Do zdarzenia doszło 27 grudnia w Dąbrowie Tomaszowskiej. O godz. 9 jadące w stronę Tomaszowa bmw, z trzema osobami w środku, uderzyło w tył toyoty. Oba pojazdy wylądowały w rowie.
- Kiedy policjanci i strażacy przyjechali na miejsce, kierowca bmw, jak później się okazało, mieszkaniec powiatu krasnostawskiego, uciekł do lasu. Część ratowników została z rannymi do chwili przybycia karetki pogotowia, a pozostali ruszyli za uciekinierem - opowiada asp. Agnieszka Leszek, oficer prasowa Komendy Powiatowej Policji w Tomaszowie Lubelskim.
18-latek dobiegł do stadniny koni. Następnie ukradł zaparkowanego na parkingu renaulta, którego również rozbił podczas ucieczki. Szybka reakcja policjantów i pomoc osoby postronnej doprowadziła do zatrzymania zbiega w miejscowości Łaszczów.

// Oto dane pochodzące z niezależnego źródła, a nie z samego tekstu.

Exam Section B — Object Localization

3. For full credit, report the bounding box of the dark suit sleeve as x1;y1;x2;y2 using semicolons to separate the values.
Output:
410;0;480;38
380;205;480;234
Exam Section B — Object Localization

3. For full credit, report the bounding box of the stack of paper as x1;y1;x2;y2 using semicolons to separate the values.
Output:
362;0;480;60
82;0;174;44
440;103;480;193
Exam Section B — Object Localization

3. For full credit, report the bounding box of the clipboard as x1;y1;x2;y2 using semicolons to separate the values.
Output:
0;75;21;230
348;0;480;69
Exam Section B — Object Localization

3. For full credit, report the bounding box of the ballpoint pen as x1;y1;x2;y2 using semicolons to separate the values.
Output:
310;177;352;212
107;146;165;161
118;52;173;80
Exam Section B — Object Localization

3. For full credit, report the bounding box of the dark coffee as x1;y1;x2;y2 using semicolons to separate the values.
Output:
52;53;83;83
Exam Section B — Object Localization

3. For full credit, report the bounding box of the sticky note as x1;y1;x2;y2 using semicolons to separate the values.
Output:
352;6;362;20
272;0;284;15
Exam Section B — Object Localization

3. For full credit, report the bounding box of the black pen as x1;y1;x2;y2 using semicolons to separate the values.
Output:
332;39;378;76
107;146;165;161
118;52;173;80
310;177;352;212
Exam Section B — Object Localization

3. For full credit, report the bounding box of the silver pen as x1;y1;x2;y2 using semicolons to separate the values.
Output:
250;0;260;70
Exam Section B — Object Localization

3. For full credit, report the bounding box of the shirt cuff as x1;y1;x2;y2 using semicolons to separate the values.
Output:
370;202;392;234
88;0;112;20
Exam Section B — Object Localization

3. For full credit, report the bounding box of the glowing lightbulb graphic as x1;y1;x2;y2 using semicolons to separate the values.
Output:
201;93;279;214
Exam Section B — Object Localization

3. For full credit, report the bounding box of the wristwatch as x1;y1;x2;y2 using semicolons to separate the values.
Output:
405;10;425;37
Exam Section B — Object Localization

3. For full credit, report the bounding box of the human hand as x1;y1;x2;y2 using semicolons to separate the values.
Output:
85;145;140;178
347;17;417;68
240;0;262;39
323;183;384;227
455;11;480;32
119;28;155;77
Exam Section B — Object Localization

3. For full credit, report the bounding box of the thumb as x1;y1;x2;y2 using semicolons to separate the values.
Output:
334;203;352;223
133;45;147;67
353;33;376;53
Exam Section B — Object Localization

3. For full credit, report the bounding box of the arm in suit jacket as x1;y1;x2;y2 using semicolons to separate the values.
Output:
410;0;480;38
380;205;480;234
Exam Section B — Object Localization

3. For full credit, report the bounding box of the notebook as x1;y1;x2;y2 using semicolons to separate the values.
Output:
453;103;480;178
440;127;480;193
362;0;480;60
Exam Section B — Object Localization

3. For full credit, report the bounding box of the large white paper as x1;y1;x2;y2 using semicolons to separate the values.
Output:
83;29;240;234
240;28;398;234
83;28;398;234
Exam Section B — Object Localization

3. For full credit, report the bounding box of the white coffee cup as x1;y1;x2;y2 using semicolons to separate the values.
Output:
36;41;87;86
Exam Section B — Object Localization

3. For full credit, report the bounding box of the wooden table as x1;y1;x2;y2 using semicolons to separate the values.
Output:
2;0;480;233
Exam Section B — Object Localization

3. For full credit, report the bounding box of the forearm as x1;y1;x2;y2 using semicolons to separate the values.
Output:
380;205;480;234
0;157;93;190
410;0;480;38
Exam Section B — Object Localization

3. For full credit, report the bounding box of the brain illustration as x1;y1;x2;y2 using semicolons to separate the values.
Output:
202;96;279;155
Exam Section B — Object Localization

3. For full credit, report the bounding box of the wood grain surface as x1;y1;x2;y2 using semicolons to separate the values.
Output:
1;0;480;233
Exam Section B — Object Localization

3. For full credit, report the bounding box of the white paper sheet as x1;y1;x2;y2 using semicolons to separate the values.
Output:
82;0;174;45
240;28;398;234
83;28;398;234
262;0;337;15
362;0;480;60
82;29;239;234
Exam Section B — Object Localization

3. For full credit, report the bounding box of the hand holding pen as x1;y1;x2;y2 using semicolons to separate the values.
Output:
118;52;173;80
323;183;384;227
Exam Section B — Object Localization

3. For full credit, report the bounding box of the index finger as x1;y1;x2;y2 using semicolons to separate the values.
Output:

Uciekiniera poddano badaniu stanu trzeźwości. Miał w organizmie ok. 1,5 promila alkoholu. Jego dwaj koledzy w wieku 19 i 24 lat, byli pijani (mieli po ok. 2 prom.).

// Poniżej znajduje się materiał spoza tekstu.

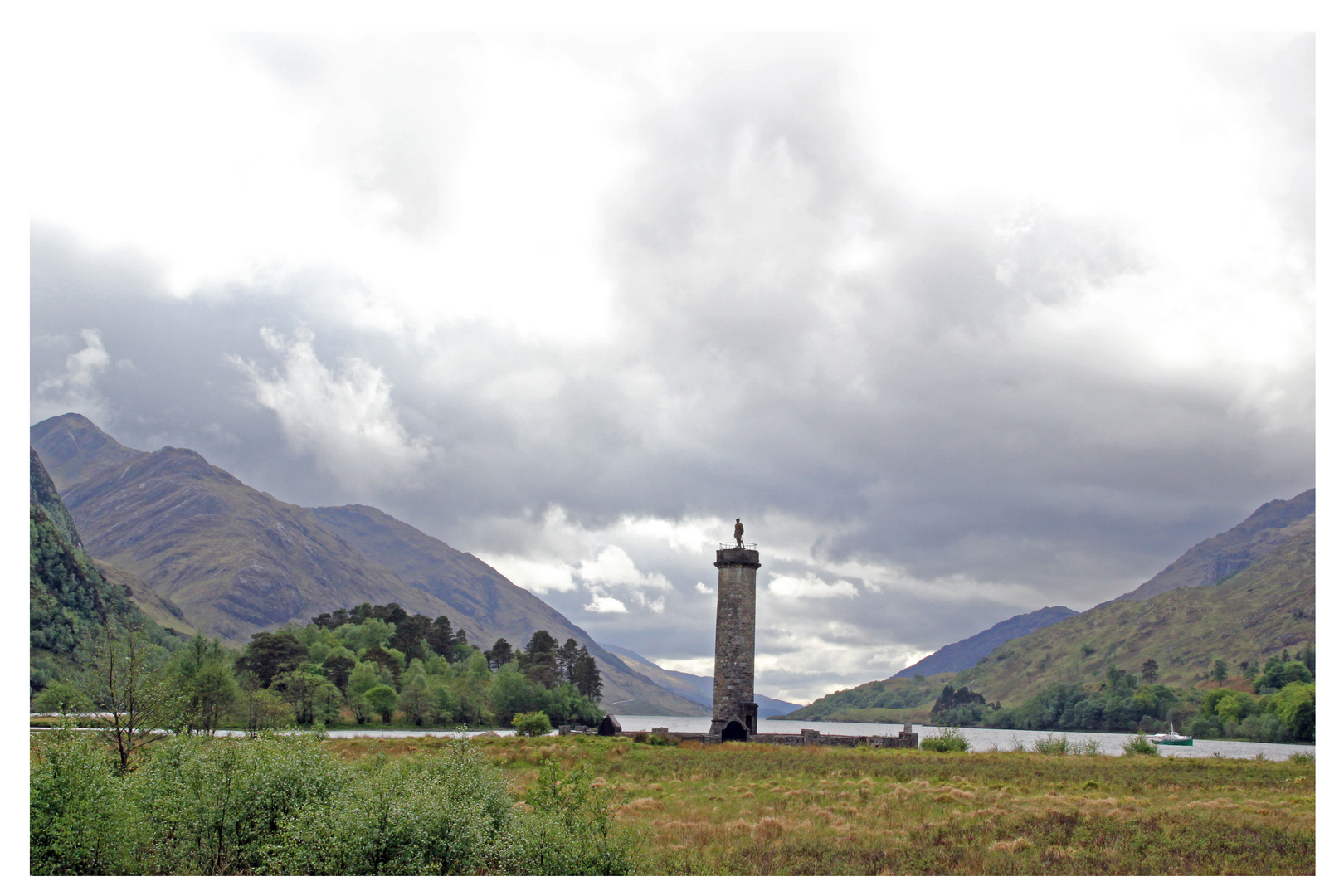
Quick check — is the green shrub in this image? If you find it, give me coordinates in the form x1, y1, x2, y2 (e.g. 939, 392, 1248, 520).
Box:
265, 738, 519, 874
1123, 732, 1157, 757
919, 728, 971, 752
507, 759, 640, 876
28, 728, 139, 874
512, 712, 551, 738
1032, 735, 1069, 757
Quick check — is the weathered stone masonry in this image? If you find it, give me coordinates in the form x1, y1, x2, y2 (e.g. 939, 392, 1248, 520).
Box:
709, 548, 761, 740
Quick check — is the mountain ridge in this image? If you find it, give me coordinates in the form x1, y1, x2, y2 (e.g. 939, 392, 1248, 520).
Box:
30, 414, 699, 714
891, 606, 1078, 679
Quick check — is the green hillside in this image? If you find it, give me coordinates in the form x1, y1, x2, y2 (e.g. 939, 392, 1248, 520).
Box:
785, 514, 1316, 723
28, 451, 172, 694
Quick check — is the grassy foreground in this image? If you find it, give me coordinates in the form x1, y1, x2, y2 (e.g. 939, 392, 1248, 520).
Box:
328, 738, 1316, 874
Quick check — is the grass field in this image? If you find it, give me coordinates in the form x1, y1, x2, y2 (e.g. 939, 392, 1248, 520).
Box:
328, 738, 1316, 874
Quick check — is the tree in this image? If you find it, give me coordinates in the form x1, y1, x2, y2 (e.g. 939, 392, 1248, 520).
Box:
555, 638, 579, 684
323, 647, 356, 690
364, 685, 397, 723
275, 669, 340, 725
236, 631, 309, 688
83, 621, 180, 772
32, 681, 85, 716
391, 614, 434, 657
397, 672, 434, 725
511, 712, 551, 738
425, 616, 457, 662
169, 634, 239, 733
1210, 660, 1227, 688
523, 629, 561, 688
485, 638, 514, 672
238, 672, 295, 738
574, 647, 602, 703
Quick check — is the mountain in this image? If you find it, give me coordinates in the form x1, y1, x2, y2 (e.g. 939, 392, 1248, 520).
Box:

- 18-latek oznajmił mundurowym, że to nie on rozbił te dwa samochody, bo w ogóle nimi nie jechał. Cały czas tłumaczył, że został porwany. Policjanci wyjaśniają okoliczności, w jakich doszło do tych dwóch zdarzeń, a mieszkaniec powiatu krasnostawskiego został osadzony w areszcie policyjnym - dodaje rzeczniczka tomaszowskich policjantów.